Princess or Villain. Either one is the victim.

Once upon a time in Neverland, there lived a girl who was both a princess and a villain. Her name was Carina.

While her parent bestowed love and lavish praise on her in some instances, there were many, many rules. Hidden rules. Rules that the princess didn't know she had broken until she was villainized by the parent. This was confusing. The princess became more adaptable. She learned to be at the ready, to interpret the signs, to smell the winds of change. The little princess began to know how to maneuver the hidden rules and to survive. She adapted. But not without a cost. You see, the adaptation was to be ready for anything. Which leads to living life in survival and being ruled by the fight, flight, freeze part of the brain. This also signals the body to make more cortisol. The longer you live in this part of the brain, the more your body just keeps producing cortisol. Stress hormone. And for one thing, this is exhausting. For another thing, it impairs the ability to think through things rationally. It is amazing though, how well a person can adapt and play the part of a sound thinking human while in survival. Kids who live in fear of abuse do it all the time. Teachers see it everyday. Little Carina, princess in training, was living in fear and chaos. And did I mention fear? Sometimes this presents in making decisions that leave not only the person making the decision scratching their head, but also the people around them. And those beloved adults are wondering and saying to the child, "What happened?!" "What were you thinking?!" Well, they weren't. Thinking. Their brain just did something crazy without their permission and they are going to need help navigating back to a better place. A safer place. But this is where they are often misunderstood and left to their own coping skills (or the lack thereof). And so it was for Princess Carina.
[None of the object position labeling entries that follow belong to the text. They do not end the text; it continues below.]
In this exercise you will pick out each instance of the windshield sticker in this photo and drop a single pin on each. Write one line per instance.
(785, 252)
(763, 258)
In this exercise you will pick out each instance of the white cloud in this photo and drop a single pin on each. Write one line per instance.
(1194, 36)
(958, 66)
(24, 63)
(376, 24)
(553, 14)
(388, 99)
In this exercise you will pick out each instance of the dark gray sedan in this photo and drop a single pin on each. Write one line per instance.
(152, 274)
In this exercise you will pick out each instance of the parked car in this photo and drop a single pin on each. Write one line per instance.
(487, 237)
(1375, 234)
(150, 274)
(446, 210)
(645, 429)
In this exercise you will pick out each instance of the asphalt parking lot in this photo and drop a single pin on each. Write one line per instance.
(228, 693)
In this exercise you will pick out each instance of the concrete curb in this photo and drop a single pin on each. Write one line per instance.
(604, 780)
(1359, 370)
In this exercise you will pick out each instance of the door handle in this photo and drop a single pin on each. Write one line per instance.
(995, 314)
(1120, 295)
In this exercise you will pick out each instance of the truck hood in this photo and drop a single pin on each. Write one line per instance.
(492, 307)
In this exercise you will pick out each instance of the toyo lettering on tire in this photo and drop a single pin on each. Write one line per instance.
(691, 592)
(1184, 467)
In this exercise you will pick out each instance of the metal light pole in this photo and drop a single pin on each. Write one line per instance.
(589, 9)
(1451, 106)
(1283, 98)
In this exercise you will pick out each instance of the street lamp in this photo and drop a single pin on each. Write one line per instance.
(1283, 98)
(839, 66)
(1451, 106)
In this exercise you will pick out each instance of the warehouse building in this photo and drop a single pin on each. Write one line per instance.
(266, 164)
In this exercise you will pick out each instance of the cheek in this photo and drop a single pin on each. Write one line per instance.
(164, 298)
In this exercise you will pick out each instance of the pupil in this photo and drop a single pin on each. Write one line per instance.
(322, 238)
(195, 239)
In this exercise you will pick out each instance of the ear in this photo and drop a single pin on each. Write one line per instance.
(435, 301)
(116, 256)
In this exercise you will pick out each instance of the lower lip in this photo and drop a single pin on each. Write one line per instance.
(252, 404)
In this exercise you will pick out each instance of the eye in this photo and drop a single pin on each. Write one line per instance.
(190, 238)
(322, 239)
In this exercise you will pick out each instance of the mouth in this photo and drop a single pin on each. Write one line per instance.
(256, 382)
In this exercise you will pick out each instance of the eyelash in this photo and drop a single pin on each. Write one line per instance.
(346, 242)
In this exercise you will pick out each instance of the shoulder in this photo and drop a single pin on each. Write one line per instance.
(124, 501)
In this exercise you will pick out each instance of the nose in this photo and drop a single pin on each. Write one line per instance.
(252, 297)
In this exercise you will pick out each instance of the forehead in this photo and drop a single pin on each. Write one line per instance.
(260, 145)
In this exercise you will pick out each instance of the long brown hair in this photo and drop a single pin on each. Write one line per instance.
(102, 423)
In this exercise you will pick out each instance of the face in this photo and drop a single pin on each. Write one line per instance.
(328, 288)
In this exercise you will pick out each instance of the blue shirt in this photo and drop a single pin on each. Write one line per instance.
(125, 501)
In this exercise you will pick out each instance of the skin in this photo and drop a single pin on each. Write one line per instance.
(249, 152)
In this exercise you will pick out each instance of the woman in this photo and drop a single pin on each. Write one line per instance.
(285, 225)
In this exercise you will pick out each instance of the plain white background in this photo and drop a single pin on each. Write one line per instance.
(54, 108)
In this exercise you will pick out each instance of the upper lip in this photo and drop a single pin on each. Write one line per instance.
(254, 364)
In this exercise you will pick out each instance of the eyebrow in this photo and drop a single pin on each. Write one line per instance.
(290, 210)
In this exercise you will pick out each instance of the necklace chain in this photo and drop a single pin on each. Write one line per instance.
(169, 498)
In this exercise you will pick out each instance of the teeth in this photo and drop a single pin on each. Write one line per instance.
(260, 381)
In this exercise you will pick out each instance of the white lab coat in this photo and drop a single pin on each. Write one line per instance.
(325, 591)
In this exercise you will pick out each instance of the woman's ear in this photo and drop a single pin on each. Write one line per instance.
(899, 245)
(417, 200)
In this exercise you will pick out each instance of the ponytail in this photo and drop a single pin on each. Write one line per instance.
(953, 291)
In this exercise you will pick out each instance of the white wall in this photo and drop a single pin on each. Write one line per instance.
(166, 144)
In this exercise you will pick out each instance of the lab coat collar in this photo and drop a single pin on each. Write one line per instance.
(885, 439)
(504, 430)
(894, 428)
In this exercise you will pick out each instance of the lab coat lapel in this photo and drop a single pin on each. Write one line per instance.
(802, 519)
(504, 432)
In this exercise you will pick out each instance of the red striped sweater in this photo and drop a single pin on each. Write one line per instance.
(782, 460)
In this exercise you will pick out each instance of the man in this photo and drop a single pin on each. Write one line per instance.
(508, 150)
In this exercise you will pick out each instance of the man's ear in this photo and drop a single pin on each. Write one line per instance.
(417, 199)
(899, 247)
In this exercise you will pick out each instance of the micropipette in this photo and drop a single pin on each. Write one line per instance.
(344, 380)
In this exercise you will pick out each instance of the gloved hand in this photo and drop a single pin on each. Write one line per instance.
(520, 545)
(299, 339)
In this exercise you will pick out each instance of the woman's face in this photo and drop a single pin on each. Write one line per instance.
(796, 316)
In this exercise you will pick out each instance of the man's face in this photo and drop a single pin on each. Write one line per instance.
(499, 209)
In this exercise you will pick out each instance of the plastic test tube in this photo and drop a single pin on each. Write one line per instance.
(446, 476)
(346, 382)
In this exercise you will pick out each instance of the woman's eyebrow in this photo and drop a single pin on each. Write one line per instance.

She is left in her kingdom with a lot of power. Power = responsibility. Responsibility to entertain herself, to stretch her knowledge, to learn new things.  She has a responsibility to amaze the queen. And she can mostly manage to pull this off, even though she lives her life at the ready. Ready for anything.

But villainous Carina is always there. Always lurking. Ready to just say "chuck it" and do something crazy. There are those times that, if the punishment is coming, she makes sure that a crime has been committed.

The moral of this tale is this: Controlling violence is powerful for the victim (I mean villain), and provoking violence is better than waiting in fear of not knowing when the wind will change.